The Basics

The protocols

The world wide web runs on a protocol known as http or the hypertext transport protocol. This was first developed by Tim Berners-Lee in 1989. His initial idea was to provide a mechanism of linking similar information from disparate sources. Similar in concept to the way your mind might work. Http is the protocol that is the most utilized on the Internet today. It is still part of the TCP/IP protocol stack, just the same as SMTP, ICMP and others, but's it's responsibility is transferring data (web pages) around the Internet.

Apache versions

Apache comes in two basic flavors: Apache version 1.3.x and version 2.x. Since the configuration of these two differ quite substantially in some places, we will focus this course on the configuration of version 2. Should you still be running version 1.3, we suggest you upgrade. You'll need to do it at some point, so the sooner the better (IMHO). If you can't, most of this course will apply to you, but your mileage may vary somewhat.

Basic server design

The Apache web server has been designed to be used in either a modular or non-modular way. In the former, modules are compiled separately from the core Apache server, and loaded dynamically as they are needed. This, as you can imagine, is very useful as it keeps the core software to a minimum, thereby using less operating system resources. The downsides of course are that the initial startup of the server is a little slower, and the overhead in loading a module adds to the latency in offering web pages. The latter means of compiling Apache is to include all the "modules" in the core code. This means that Apache has a bigger "footprint", but the latency overhead is down to the bare minimum. Which means you use is based upon personal choice and load on you web server. Generally though, when you unpack an Apache that has been pre-compiled (i.e. It's already in a .deb or .rpm package format), it is compiled to be modular. This is how we'll use it for this course.

Basic configuration

The core Apache server is configured using one text configuration file - httpd.conf. This usually resides in /etc/httpd, but may be elsewhere depending on your distribution. The httpd.conf file is fairly well documented, however there are additional documentation with Apache that is an excellent resource to keep handy.

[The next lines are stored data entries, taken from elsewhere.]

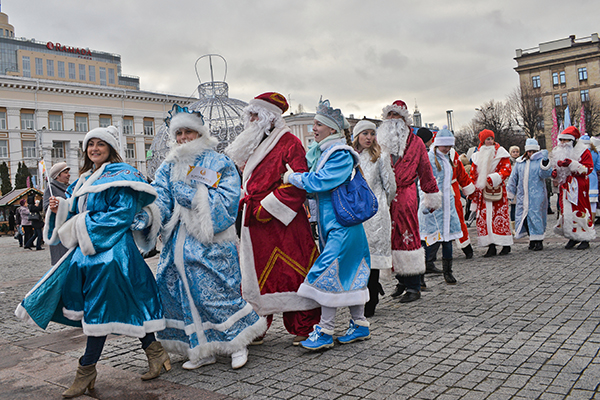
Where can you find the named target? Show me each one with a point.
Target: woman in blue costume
(199, 273)
(102, 283)
(339, 276)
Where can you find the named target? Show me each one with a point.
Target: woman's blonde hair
(374, 150)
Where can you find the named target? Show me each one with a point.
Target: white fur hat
(110, 135)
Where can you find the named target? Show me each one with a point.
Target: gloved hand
(183, 194)
(286, 175)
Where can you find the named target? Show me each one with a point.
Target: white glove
(286, 175)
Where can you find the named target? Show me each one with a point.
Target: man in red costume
(409, 161)
(276, 248)
(490, 171)
(573, 164)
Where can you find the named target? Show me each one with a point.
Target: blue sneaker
(318, 339)
(355, 333)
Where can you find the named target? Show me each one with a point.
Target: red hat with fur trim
(484, 134)
(571, 133)
(272, 101)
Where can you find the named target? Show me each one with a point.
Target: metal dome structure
(222, 114)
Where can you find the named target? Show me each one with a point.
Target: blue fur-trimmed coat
(102, 283)
(443, 224)
(199, 272)
(527, 183)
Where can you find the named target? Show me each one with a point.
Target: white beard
(392, 135)
(484, 164)
(559, 153)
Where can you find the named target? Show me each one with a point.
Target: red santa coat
(408, 257)
(461, 182)
(493, 218)
(576, 220)
(276, 247)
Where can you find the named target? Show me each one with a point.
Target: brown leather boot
(157, 358)
(84, 379)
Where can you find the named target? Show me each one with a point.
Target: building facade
(51, 95)
(560, 73)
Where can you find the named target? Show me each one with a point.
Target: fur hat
(110, 135)
(531, 144)
(272, 101)
(484, 134)
(57, 169)
(571, 133)
(444, 138)
(399, 107)
(362, 126)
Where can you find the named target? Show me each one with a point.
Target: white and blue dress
(102, 283)
(340, 274)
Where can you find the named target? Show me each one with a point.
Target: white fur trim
(577, 168)
(432, 201)
(147, 242)
(59, 219)
(409, 262)
(496, 179)
(277, 209)
(469, 189)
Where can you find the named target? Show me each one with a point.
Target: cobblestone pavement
(520, 326)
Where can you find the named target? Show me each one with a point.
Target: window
(557, 99)
(105, 121)
(130, 151)
(81, 123)
(29, 149)
(127, 126)
(61, 69)
(55, 121)
(39, 66)
(148, 126)
(50, 67)
(103, 76)
(3, 148)
(58, 149)
(27, 120)
(585, 95)
(72, 71)
(26, 67)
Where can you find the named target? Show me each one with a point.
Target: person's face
(64, 177)
(395, 115)
(98, 151)
(366, 139)
(184, 135)
(321, 131)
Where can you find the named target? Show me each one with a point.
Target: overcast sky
(360, 54)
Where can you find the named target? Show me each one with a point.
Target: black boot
(491, 251)
(430, 268)
(468, 251)
(448, 277)
(400, 287)
(571, 244)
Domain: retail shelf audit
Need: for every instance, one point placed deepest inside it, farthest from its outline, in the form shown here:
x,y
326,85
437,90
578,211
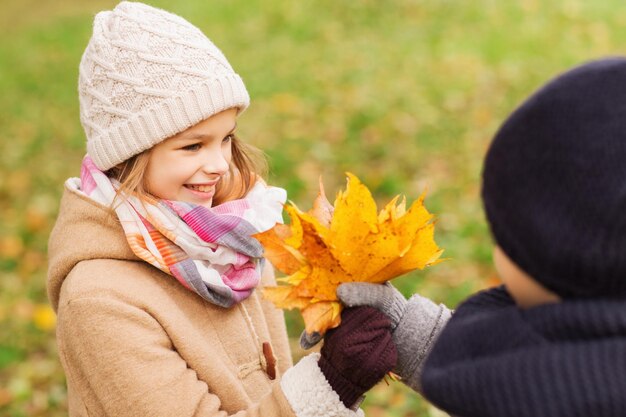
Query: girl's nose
x,y
217,162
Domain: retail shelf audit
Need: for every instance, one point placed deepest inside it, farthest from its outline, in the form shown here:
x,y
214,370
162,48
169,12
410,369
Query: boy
x,y
552,340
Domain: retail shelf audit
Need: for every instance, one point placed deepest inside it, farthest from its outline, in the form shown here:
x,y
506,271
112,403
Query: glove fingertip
x,y
308,340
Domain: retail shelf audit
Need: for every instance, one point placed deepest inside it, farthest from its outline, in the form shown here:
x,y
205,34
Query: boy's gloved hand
x,y
416,323
358,353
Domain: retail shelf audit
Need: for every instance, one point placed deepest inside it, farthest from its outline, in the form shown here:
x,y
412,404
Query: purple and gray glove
x,y
415,324
358,353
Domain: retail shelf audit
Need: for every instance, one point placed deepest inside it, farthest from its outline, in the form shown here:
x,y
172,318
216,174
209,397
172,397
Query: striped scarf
x,y
210,251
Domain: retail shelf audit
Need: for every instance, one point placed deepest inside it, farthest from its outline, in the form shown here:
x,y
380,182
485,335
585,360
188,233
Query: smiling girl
x,y
153,271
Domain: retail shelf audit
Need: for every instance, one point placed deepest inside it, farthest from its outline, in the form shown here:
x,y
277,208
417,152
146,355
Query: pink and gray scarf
x,y
208,250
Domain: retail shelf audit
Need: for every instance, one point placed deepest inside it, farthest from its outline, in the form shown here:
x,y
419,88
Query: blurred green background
x,y
406,94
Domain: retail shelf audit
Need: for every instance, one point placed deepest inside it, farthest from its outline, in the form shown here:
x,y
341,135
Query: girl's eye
x,y
192,147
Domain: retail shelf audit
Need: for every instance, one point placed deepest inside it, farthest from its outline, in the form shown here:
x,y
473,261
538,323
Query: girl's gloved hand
x,y
358,353
416,323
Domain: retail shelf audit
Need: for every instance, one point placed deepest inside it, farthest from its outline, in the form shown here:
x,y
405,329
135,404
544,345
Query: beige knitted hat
x,y
147,75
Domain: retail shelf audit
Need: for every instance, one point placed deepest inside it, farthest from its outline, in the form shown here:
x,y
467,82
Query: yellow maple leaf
x,y
349,241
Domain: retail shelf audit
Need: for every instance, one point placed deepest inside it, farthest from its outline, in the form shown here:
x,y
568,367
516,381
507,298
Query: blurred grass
x,y
404,94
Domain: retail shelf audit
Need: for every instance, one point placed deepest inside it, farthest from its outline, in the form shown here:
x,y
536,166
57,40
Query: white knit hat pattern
x,y
145,76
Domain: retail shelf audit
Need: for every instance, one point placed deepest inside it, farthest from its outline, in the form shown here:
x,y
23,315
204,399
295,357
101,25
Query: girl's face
x,y
188,166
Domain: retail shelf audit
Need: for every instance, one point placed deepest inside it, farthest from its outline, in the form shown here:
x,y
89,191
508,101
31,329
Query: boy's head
x,y
554,183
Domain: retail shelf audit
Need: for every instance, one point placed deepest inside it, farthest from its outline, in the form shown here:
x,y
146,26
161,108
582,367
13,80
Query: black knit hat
x,y
554,182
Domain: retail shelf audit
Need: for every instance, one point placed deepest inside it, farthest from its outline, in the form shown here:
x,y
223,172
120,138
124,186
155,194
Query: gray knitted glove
x,y
415,323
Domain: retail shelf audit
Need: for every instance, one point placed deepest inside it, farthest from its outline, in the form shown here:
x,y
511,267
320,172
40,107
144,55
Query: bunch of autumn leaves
x,y
349,241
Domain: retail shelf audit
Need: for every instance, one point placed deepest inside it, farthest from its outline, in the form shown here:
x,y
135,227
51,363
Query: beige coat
x,y
134,342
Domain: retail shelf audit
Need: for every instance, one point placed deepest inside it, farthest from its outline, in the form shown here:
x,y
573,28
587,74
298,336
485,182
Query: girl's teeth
x,y
201,188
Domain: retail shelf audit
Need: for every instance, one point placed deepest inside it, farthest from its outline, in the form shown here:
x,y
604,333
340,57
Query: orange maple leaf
x,y
349,241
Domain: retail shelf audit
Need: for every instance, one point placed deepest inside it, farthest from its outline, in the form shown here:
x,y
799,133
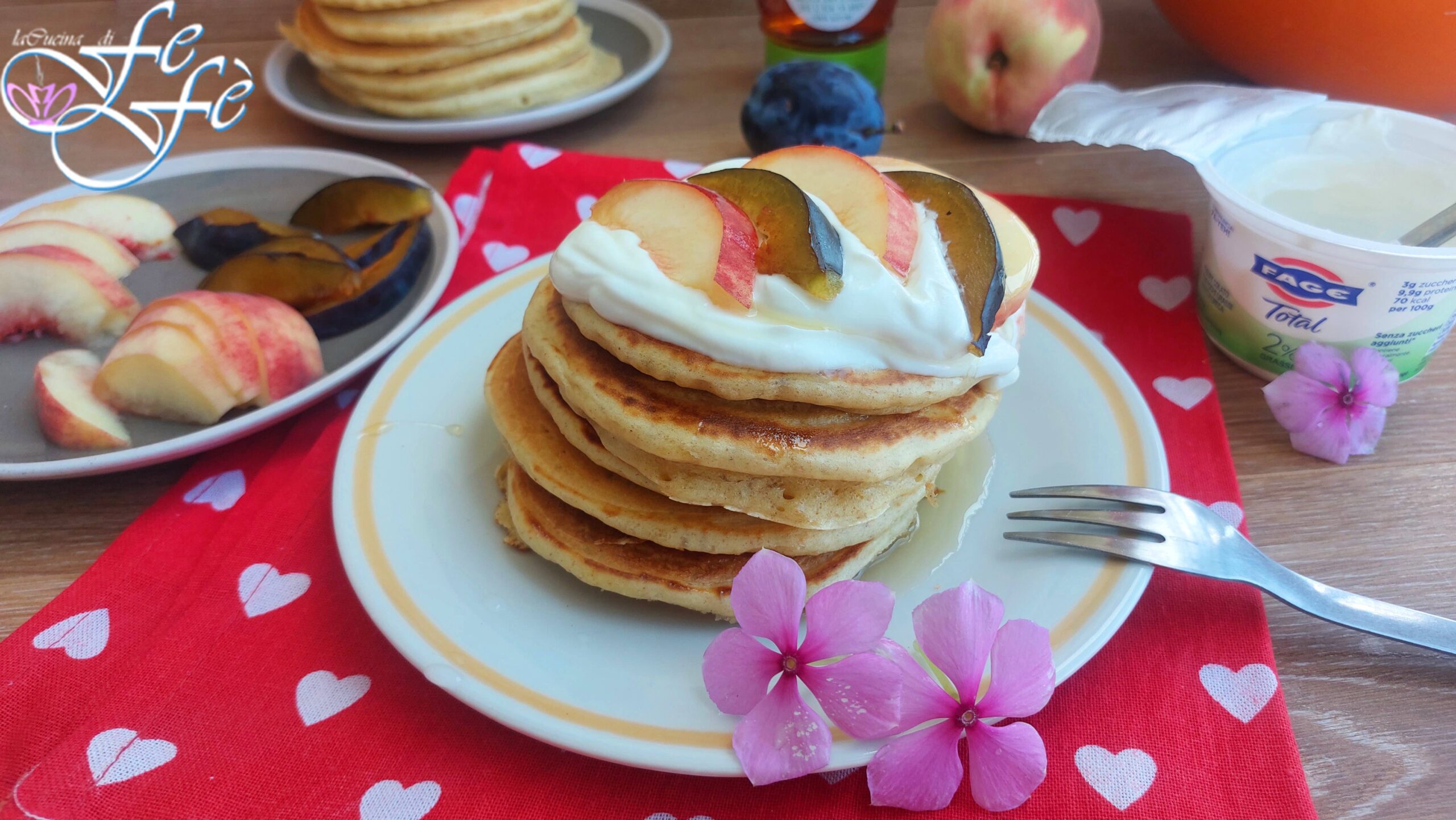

The server has 3 sections to the configuration file:

  1. The global configuration settings

  2. The main server configuration settings

  3. The virtual hosts

Global configuration settings

In this part of the configuration file, the settings affect the overall operation of the server. Setting such as the minimum number of servers to start, the maximum number of servers to start, the server root directory and what port to listen on for http requests (the default port is 80, although you may make this whatever you wish).

Main server configuration settings

The majority of the server configuration happens within this section of the file. This is where we specify the DocumentRoot, the place we put our web pages that we want served to the public. This is where permissions for accessing the directories are defined and where authentication is configured.

The virtual hosts section

Hosting of many sites does not require many servers. Apache has the ability to divide it's time by offering web pages for different web sites. The web site www.QEDux.co.za, is hosted on the same web server as www.hamishwhittal.org.za. Apache is operating as a virtual host - it's offering two sites from a single server. We'' configure some virtual hosts later in the course.